As far as I know, nothing my program does should be affected by the size of the buffer, apart from filling it in the first place. So my findings would seem to indicate that a buffer size of between 256 bytes! and 1k are optimal for this kind of thing. This is strange enough, considering that iob.fmul is called more frequently the smaller the buffer. What surprises me is why were not seeing the benefits of iof.load in this (or at least I dont). Anyone got a theory?


I was watching this thread with interest. Maybe I should have commented earlier... that the results you have obtained are exactly what I was expecting.


If you had run your test on a microdrive... you would have found that "scatter load" for reading in files in their entirety may have had some effect (on a 68008, where the cost of copying the data might have a noticeable effect).

I'm not sure that "scatter load" is implemented in any floppy driver, although it could be done. It could easily cut the time to load a file by a factor of three, on a standard sort of floppy. That's because of the interleave. (logical to physical sector mapping does every third sector... the idea being that you get two sectors worth of time between writing one sector to get you data sorted for writing the "next" sector.
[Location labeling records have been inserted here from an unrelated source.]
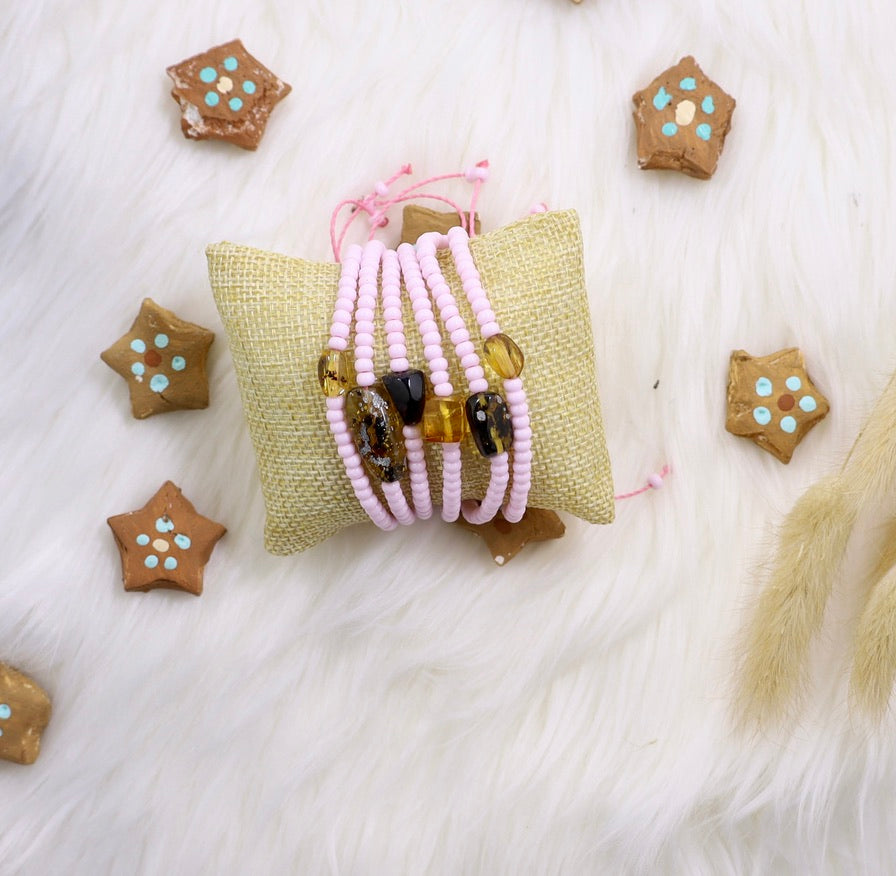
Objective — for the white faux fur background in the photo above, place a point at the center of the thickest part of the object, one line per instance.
(399, 704)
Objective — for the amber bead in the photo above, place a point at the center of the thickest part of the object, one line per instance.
(490, 423)
(335, 372)
(444, 420)
(408, 392)
(376, 430)
(504, 356)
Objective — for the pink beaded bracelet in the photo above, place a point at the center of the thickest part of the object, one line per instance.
(506, 358)
(405, 387)
(487, 415)
(438, 372)
(336, 376)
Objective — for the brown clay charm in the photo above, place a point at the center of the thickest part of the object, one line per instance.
(165, 544)
(226, 94)
(772, 401)
(162, 358)
(682, 119)
(505, 540)
(24, 713)
(416, 220)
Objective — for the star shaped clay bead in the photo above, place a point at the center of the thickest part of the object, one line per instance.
(505, 540)
(165, 544)
(772, 400)
(162, 358)
(24, 713)
(681, 120)
(226, 94)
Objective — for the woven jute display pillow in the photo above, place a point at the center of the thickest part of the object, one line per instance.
(277, 313)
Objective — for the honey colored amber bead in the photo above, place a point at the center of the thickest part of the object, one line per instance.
(490, 423)
(335, 372)
(376, 430)
(504, 356)
(444, 421)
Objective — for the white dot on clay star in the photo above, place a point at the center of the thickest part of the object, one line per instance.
(685, 112)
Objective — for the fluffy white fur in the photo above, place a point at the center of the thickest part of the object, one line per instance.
(400, 705)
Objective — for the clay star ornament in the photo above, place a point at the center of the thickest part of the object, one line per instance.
(165, 544)
(24, 713)
(682, 119)
(163, 359)
(505, 540)
(226, 94)
(773, 401)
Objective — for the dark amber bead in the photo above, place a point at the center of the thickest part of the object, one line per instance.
(335, 372)
(502, 353)
(376, 429)
(443, 420)
(408, 392)
(490, 423)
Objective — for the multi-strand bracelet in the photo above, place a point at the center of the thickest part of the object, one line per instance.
(380, 425)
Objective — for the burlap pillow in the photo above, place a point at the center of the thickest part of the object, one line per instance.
(277, 312)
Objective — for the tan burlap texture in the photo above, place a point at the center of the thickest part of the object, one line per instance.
(277, 312)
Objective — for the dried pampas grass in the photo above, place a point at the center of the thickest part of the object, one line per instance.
(810, 550)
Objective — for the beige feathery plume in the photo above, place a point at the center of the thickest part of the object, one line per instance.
(874, 668)
(810, 550)
(812, 543)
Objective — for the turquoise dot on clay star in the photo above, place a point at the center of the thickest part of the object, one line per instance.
(159, 383)
(662, 99)
(762, 415)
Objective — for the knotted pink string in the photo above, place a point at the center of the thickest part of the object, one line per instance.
(376, 204)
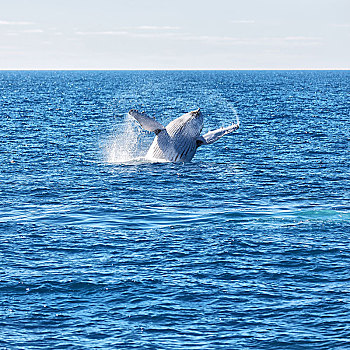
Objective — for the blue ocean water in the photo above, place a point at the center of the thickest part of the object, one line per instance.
(246, 247)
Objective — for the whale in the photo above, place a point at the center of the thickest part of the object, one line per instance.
(180, 139)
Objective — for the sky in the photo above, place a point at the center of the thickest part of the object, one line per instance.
(174, 34)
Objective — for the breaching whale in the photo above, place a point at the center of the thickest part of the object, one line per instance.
(179, 140)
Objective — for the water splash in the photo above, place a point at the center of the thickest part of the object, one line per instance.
(127, 143)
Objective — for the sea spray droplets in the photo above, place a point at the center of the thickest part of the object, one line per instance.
(126, 144)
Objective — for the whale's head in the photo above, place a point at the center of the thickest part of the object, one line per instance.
(189, 124)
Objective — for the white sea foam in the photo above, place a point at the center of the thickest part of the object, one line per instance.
(127, 143)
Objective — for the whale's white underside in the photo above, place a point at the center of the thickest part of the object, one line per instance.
(179, 140)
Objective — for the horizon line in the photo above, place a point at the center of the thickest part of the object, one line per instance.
(174, 69)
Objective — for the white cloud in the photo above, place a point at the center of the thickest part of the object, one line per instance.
(243, 21)
(15, 23)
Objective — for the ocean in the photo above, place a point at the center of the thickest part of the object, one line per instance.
(245, 247)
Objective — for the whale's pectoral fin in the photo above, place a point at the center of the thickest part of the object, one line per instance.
(215, 135)
(147, 122)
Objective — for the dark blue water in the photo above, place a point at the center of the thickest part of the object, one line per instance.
(246, 247)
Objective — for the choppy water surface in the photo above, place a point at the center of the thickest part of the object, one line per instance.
(245, 247)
A consideration which is pretty much wasted when reading a file!)

You mention "doing unspeakable things" to the contents of the files. If that means doing an *enormous* amount of processing, then the buffer size and disk transfer times will always be irrelevant. Indeed, even if you only did a byte search through the data for a single fixed value byte, using Basic, that would mash the buffer copy by a factor of fifty, at least, at a guess.

Then there's caching... if you had enough memory, your test would produce some curious results... whichever buffer size you ran first would seem to be rather slow compared to the rest. As you ran your tests on your hard disk, the caching effect doesn't come into it, but I thought I'd mention it.

Finally, it all depends on how fast your processor and hard disk are. These days, processors tend to have a lot of cycles available per byte transferred from(to) disk. That's the reason why compressed hard disk partitions are actually *faster* to handle that uncompressed. The processor has lots of spare time on its hands to perform the (de)compression. Overall time to process a file becomes tied mainly to the raw disk access time to get all the data on/off the disk. A compressed file occupies about half the physical space, so can be handled in handled in half the overall time.

Back to my earlier mention of caching... hard drives and their controllers do caching as well. I'm not certain if they do read-ahead caching.

In summary, I believe your results are just giving the shear time it takes the drive to spin on its axis tracks * cylinders * interleave times, and have very little to do with any CPU processing.

Answer to your original question: "How big a buffer should I use?"... one byte?